Густад, впрочем, затемнение в своей квартире не снял, сославшись на то, что при нем дети лучше спят. Дильнаваз это казалось смешным, но спорить она не стала, поскольку у Густада тогда только что в доме для престарелых умер отец. Может быть, темнота успокаивает его расшатанные после недавно случившейся утраты нервы, думала она.

– Когда будешь готов, тогда и снимешь черную бумагу, баба́[15]. У меня и в мыслях нет заставлять тебя, – сказала она, однако регулярно проводила осмотр: бумага собирала пыль, и ее трудно было чистить, она была идеальным местом для пауков, чтобы плести свои паутины, и служила отличным укрытием для тараканьих кладок, а кроме того, придавала дому мрачный и гнетущий вид.

Проходили недели, месяцы, а бумага все сдерживала доступ в квартиру любых форм света – что земного, что небесного.

– В такой обстановке кажется, что утро никогда не наступит, – жаловалась Дильнаваз. Постепенно она изобретала все новые способы борьбы с пылью, паутиной и домашними насекомыми. Семья привыкла жить при тусклом свете, словно затемнение продолжалось. Иногда, однако, когда Дильнаваз особенно доставали повседневные заботы, черная бумага становилась мишенью ее раздражения.
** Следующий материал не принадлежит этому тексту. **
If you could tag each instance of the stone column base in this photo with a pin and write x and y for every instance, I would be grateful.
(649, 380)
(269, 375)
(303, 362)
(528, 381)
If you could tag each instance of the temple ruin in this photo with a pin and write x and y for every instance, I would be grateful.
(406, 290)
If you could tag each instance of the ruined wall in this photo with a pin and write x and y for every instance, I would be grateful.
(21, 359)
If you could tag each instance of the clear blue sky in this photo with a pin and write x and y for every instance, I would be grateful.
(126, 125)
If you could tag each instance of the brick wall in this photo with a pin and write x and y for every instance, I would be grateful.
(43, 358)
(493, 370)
– Чудесно! Сын собирает бабочек и мотыльков, отец – пауков и тараканов. Скоро Ходадад-билдинг превратится в один большой музей насекомых.
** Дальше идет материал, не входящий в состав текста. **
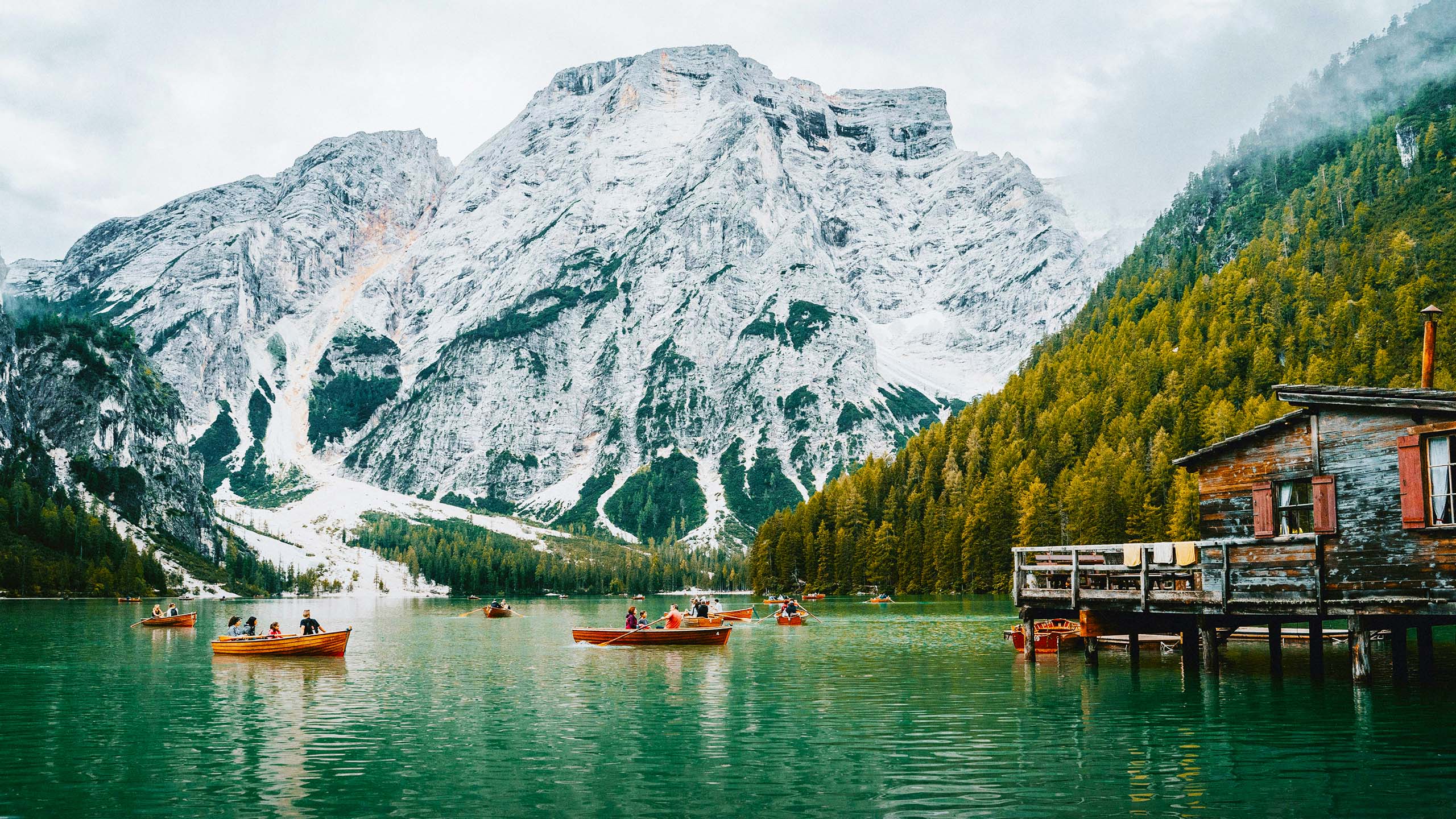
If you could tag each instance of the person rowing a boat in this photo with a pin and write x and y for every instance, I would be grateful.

Но спустя три года Пакистан совершил нападение с целью откусить кусок Кашмира, как это было сразу после Раздела[16], и затемнение снова оказалось востребованным. Густад не преминул торжествующе указать ей на мудрость своего решения.

III

Покинув спящих детей, он вернулся, чтобы дочитать газету. Для молитвы было еще рано: свет пока не забрезжил на горизонте. Проследовав за Дильнаваз на кухню, он стал читать ей газетные заголовки: «Разгул террора в Восточном Пакистане»…

– Подожди, пока я наполню бак, – попросила она, поскольку из-за шума текущей под напором воды ничего не слышала. Сегодня напор был слабым, и потребовалось больше времени, чтобы заполнить бак. «Интересно почему?» – подумала она, простирывая батистовый лоскут, через который процеживала воду в сосуд, где хранилась дневная доля питьевой воды. Шлепнув мокрую тряпочку на горлышко глиняного кувшина, она расправила ее и ловко продавила посередине пальцами, чтобы образовалась воронка.